OAuth2/SSO (recommended):

gw.use_dashboard(
    oauth2_issuer="https://your-idp.example.com",
    oauth2_client_id=os.environ["DASHBOARD_CLIENT_ID"],
    oauth2_client_secret=os.environ["DASHBOARD_CLIENT_SECRET"],
)

Never deploy the dashboard without a password or SSO. An empty password is warned at startup but does not prevent startup.


Set a Secret Key

Set AGENT_GATEWAY_SECRET_KEY for any functionality that requires encryption or signing (session cookies, webhook signatures, etc.).

export AGENT_GATEWAY_SECRET_KEY=$(openssl rand -hex 32)

Use Redis or RabbitMQ for Async Agents

For agents that perform long-running work or need durable job queuing, configure a real queue backend. The in-memory queue loses jobs on restart and does not support multi-process deployments.

Redis:

gw.use_redis_queue(url=os.environ["REDIS_URL"])

RabbitMQ:

gw.use_rabbitmq_queue(url=os.environ["RABBITMQ_URL"])

Configure OTLP Telemetry Export

Send traces and metrics to your observability platform.

telemetry:
  enabled: true
  service_name: my-agent-service
  exporter: otlp
  endpoint: http://otel-collector:4317
  protocol: grpc
  sample_rate: 0.1   # sample 10% of traces in high-volume production

Set Up Notifications

Configure notifications so errors and completion events reach your team.

notifications:
  slack:
    enabled: true
    bot_token: ${SLACK_BOT_TOKEN}
    default_channel: "#agent-alerts"

Each agent controls which events trigger notifications via its AGENT.md frontmatter. Notifications that fail to deliver are logged as warnings and do not affect the execution result.

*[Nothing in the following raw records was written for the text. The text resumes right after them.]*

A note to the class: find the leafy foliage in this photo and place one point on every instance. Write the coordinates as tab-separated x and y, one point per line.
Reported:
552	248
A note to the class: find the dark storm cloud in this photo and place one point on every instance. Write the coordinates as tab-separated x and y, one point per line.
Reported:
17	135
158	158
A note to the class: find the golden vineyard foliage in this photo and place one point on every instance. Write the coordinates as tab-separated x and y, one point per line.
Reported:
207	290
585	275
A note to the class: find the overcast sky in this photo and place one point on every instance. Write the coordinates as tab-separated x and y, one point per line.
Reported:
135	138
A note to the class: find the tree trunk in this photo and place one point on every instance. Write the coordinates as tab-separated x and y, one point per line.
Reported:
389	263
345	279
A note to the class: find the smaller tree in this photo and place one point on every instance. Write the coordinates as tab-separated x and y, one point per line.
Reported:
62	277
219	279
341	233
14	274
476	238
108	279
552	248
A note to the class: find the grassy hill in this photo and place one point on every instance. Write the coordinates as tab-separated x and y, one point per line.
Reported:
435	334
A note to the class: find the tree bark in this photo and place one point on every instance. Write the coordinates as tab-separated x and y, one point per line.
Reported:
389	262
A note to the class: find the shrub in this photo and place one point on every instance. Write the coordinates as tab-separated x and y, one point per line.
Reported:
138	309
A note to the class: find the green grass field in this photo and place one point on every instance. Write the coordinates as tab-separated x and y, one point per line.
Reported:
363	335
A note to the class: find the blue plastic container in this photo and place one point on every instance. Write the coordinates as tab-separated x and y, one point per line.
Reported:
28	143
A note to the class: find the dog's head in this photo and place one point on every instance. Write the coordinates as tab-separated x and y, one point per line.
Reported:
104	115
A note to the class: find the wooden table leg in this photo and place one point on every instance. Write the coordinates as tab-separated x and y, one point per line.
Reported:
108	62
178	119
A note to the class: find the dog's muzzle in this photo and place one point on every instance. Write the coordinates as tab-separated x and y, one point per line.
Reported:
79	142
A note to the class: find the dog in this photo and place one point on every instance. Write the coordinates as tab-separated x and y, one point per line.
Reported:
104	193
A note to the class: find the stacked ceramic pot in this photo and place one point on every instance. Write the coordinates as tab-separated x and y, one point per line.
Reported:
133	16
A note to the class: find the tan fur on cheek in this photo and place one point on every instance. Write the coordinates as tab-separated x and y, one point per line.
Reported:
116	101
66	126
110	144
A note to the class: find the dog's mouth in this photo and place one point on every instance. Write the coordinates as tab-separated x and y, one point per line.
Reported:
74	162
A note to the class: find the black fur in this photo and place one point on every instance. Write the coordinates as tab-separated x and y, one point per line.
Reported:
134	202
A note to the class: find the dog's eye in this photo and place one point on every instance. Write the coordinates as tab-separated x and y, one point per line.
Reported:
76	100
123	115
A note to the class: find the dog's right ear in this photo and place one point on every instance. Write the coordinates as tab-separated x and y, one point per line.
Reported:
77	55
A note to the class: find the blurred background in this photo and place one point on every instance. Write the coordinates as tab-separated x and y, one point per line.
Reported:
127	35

Run with Multiple Workers or Behind Gunicorn

For production traffic, run multiple worker processes.

Via gateway.yaml:

server:
  workers: 4

Via gunicorn (recommended for production):

gunicorn app:gw \
  --worker-class uvicorn.workers.UvicornWorker \
  --workers 4 \
  --bind 0.0.0.0:8000 \
  --timeout 120

Note: multiple processes require a shared queue backend (Redis or RabbitMQ) and a shared database. The in-memory queue does not work with multiple workers.


Worker-Only Mode

To separate HTTP handling from background job processing, run dedicated worker processes that consume from the queue without listening for HTTP.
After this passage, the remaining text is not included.